Because a reasonable jury could find that the evidence, viewed in a light most favorable to the State, established beyond a reasonable doubt that Appellant shot the victim with ill will, malice, hatred, spite, or evil intent, the trial court did not err by denying his motion for judgment of acquittal. See Holmes , 278 So. 3d at 303–05 (rejecting the appellant's argument that the trial court erroneously denied his motion for judgment of acquittal because the State failed to prove that he acted with ill will, hatred, spite, or evil intent when he shot his girlfriend in the back seat of the car he was driving upon finding that his act of pulling a loaded pistol and pointing it at the victim's head alone was competent evidence that he possessed the requisite intent and his actions after the shooting, whereby he did not stop the car and seek aid for the victim and instead disposed of the gun and provided false reports about the shooting, also reflected the requisite intent); see also Jacobson v.

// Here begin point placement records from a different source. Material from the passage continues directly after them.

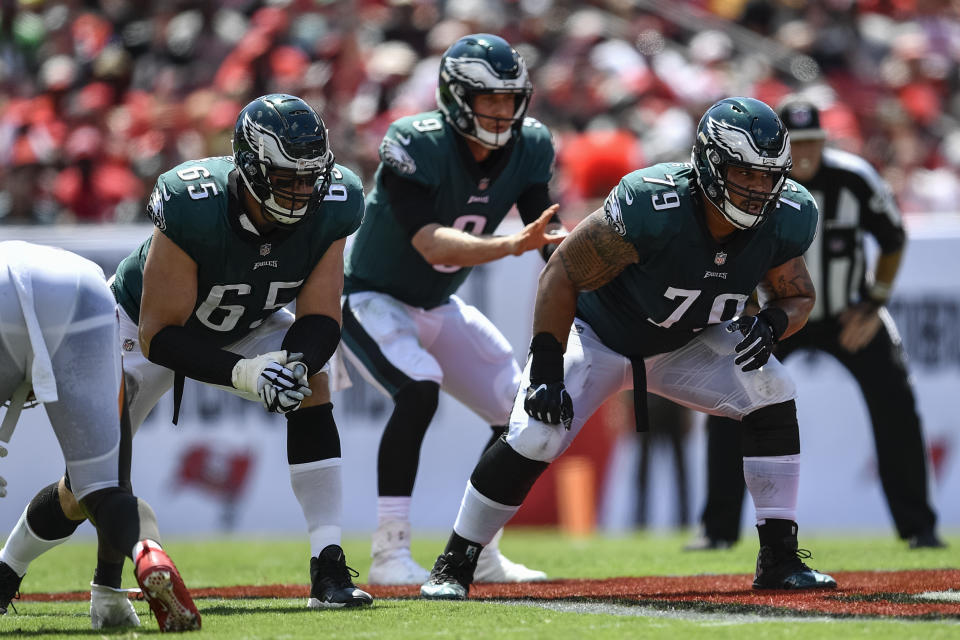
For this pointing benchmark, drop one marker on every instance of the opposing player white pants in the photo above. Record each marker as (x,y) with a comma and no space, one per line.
(58,332)
(454,345)
(700,375)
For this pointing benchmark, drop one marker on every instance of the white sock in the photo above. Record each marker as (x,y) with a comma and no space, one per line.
(773,482)
(480,518)
(24,546)
(393,508)
(319,491)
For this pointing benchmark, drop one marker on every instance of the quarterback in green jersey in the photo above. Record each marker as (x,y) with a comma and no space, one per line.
(648,292)
(235,240)
(445,182)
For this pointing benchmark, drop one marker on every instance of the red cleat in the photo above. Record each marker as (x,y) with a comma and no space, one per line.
(163,588)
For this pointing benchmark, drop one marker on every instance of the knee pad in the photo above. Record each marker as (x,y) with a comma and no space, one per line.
(539,441)
(505,476)
(771,431)
(414,405)
(312,435)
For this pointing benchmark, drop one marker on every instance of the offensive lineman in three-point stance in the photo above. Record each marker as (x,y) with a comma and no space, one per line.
(236,239)
(653,285)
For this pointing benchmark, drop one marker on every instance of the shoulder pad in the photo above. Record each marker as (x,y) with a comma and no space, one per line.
(410,146)
(188,192)
(649,202)
(343,205)
(796,217)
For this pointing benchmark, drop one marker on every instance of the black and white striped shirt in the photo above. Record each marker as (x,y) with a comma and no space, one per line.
(853,199)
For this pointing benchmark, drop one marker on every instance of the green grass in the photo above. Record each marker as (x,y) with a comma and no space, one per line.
(228,561)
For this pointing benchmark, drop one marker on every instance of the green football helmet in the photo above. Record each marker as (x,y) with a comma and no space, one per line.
(476,64)
(279,141)
(745,133)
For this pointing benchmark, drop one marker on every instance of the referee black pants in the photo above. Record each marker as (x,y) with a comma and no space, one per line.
(880,370)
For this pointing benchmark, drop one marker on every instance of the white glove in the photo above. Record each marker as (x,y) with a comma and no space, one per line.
(280,389)
(277,399)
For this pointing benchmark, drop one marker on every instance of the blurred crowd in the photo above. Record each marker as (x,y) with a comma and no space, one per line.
(98,98)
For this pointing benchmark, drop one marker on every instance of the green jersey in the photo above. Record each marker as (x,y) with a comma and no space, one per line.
(424,148)
(242,277)
(685,280)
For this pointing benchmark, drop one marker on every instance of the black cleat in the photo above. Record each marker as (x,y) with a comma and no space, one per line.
(331,584)
(450,578)
(926,540)
(783,568)
(9,587)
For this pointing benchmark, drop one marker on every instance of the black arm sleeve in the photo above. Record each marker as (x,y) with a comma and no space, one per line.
(190,354)
(533,202)
(316,337)
(412,202)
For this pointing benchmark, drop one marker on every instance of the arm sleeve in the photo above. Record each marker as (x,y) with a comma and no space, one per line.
(184,351)
(533,201)
(412,202)
(316,337)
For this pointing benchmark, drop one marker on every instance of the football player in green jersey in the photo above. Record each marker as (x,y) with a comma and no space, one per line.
(648,292)
(446,180)
(235,240)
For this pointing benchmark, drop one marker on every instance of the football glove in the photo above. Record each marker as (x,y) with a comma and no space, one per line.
(278,399)
(760,336)
(279,387)
(550,403)
(547,399)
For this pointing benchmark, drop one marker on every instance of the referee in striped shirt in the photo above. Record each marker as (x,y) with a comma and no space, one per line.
(851,323)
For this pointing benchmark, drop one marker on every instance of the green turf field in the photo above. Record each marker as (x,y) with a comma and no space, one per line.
(225,562)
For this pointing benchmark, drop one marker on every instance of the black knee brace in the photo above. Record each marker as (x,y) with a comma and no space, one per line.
(312,435)
(399,454)
(771,431)
(505,476)
(46,517)
(120,517)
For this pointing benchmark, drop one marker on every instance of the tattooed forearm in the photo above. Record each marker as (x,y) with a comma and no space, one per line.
(593,254)
(790,280)
(790,288)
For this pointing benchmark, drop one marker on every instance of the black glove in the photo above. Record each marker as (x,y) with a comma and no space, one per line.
(761,333)
(546,398)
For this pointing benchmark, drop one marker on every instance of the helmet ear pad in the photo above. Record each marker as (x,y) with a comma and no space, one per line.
(746,133)
(280,144)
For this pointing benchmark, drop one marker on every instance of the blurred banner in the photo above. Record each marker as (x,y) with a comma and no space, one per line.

State , 248 So. 3d 286, 288–89 (Fla. 1st DCA 2018) (noting that pointing a loaded gun at the victim's head and then firing has been held to be an act imminently dangerous and evincing a depraved mind regardless of human life and finding in part that the appellant's conduct after the shooting also demonstrated that he had ill will towards the victim and the shooting was not an accident where he did not call 911 or seek medical aid and instead rummaged through the victim's house, stole his possessions, and confessed to another person, whom he subsequently tried to intimidate by threatening to kill her, too).
For the foregoing reasons, we affirm Appellant's conviction.
AFFIRMED .
Lewis, Winokur, and M.K. Thomas, JJ., concur.